Speak More Languages, Make More Friends

At the Drongo Festival for Multilingualism in Amsterdam last month, One Globe Kids left discussions of all the high-level, career-improving benefits of speaking more than one language to the adults.  Our activity in the KinderLab was a success because it focused on one thing:

More Languages = More Friends!  The more languages you speak, the more friends you can make, the richer your life will be.

Kids may not fully understand the benefits of an improved ability to multi-task or remember lists or do better on standardized exams or ward of dementia or better career opportunities or the many other benefits of speaking more than one language.

But, ask a child to name a country they’ve never been to but would like to visit.  Then ask them what language the children there speak.  The advantage of speaking a second language is immediately crystal clear.

For very young children, a common language is far from a requirement for playing and fun.  At three years old, my son Wim spent a long weekend climbing, chasing, and laughing with three-year old girl Nora from Norway.  The closest word they had in common was ‘ja’ (the same word in Dutch and Norwegian means “yes”), but both cried when it was time to go home.

Yet the older we become, the more language plays an important role in our social interactions.  Running around playground, whooping it up each in his/her own language is a blast.  But when you want to play a game, laugh at a joke, or even cook together, a common language is really, really helpful.
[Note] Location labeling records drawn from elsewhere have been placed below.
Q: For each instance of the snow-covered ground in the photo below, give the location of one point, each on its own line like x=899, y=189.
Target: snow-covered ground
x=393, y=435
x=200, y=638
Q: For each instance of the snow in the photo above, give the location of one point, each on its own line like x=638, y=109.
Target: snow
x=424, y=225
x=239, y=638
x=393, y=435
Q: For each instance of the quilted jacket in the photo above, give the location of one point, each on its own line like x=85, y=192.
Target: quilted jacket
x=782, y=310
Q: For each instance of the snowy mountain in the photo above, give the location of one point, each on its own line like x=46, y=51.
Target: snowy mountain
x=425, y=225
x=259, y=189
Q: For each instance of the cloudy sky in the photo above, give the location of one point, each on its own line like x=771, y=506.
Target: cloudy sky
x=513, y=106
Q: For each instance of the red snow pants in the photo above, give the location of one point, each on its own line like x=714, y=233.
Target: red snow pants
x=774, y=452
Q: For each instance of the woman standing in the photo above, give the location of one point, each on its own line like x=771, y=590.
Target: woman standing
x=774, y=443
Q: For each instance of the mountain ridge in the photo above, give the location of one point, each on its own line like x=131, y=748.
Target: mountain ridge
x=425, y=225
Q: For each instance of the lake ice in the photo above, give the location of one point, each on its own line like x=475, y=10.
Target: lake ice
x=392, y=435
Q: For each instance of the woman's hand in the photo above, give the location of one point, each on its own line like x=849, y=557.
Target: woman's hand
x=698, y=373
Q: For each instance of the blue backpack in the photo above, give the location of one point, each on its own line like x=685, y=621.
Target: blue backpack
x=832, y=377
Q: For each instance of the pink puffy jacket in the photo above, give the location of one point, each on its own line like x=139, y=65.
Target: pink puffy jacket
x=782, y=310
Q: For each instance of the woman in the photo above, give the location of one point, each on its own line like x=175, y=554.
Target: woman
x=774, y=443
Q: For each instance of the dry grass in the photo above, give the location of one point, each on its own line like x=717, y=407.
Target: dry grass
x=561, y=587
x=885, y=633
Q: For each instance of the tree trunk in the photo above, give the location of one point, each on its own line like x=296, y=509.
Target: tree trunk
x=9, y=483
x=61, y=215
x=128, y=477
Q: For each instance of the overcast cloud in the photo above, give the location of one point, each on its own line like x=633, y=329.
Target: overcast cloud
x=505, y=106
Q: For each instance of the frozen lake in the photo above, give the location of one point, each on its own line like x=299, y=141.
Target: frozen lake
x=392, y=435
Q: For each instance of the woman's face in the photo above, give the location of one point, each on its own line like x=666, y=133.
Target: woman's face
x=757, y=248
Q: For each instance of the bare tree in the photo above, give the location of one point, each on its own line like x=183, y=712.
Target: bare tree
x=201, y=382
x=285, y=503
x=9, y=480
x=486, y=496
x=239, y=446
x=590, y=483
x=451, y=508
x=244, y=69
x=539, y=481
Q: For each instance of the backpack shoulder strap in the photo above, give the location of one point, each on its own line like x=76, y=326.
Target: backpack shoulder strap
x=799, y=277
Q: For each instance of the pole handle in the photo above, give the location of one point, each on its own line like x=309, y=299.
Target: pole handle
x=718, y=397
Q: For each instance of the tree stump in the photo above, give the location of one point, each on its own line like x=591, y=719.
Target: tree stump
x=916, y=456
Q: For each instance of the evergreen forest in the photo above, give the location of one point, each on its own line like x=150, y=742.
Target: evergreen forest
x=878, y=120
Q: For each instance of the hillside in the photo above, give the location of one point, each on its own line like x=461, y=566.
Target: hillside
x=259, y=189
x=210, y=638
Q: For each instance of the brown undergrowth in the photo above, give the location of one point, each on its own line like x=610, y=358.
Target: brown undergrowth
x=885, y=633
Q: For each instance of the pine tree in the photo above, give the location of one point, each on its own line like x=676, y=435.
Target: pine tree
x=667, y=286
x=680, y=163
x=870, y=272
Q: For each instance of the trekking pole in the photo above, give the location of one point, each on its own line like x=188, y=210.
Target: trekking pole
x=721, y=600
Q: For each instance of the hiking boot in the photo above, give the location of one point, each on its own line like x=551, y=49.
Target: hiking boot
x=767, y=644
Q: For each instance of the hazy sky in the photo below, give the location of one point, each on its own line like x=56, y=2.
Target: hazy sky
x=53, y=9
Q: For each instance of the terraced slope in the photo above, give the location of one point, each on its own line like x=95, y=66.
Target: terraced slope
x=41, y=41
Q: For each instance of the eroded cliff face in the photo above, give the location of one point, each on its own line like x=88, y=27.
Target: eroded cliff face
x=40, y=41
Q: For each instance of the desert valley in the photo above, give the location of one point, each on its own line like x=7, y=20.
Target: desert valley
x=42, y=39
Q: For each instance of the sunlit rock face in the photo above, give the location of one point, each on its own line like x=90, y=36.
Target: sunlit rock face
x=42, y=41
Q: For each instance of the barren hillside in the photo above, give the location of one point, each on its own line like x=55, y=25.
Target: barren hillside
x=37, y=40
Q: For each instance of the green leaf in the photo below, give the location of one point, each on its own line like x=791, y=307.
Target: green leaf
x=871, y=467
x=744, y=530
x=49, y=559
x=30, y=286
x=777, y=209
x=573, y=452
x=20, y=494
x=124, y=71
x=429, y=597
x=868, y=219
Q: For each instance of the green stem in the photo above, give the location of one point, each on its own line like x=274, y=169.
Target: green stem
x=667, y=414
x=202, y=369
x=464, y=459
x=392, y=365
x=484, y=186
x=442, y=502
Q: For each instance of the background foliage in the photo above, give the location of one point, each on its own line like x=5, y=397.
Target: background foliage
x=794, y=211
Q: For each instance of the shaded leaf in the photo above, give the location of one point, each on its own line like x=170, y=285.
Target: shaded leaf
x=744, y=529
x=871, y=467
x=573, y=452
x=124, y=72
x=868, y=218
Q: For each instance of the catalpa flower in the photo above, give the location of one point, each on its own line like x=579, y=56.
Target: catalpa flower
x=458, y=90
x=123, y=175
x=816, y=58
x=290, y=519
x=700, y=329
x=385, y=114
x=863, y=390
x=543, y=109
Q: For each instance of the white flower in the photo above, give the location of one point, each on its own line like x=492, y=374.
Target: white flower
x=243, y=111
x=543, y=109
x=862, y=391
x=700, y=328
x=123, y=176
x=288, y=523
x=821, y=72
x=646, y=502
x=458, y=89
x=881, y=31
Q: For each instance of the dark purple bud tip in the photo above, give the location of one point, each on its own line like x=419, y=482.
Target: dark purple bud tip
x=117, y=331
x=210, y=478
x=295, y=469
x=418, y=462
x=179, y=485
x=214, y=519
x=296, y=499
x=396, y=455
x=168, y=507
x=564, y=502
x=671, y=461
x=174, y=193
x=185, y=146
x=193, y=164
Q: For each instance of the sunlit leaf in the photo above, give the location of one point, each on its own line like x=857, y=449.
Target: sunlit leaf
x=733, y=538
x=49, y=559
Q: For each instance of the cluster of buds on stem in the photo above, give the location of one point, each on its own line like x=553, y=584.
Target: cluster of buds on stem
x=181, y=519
One Globe Kids, stories from around the world, learning languages

One Globe Kids believes that early exposure to foreign languages lays the groundwork for openness to language-learning in the future.  We believe that learning a new language happens most naturally and easiest when there’s an immediate benefit and someone to share it with.

One Globe Kids, stories from around the world, learning languages 2

This is why One Globe Kid’s Jenissa in Burundi encourages you to say ‘Yambu, izinaryanje ni ___’ (Hi, my name is ___) and Aji teaches you to count to ten in Bahasa Indonesia.

Children aren’t going to become fluent by recording themselves speaking Dutch with Lars or Creole with Gabou.  But they will experience the positive benefits of increased confidence, communication and sharing, putting them happily on the road to multi-lingualism………probably without even them realizing it!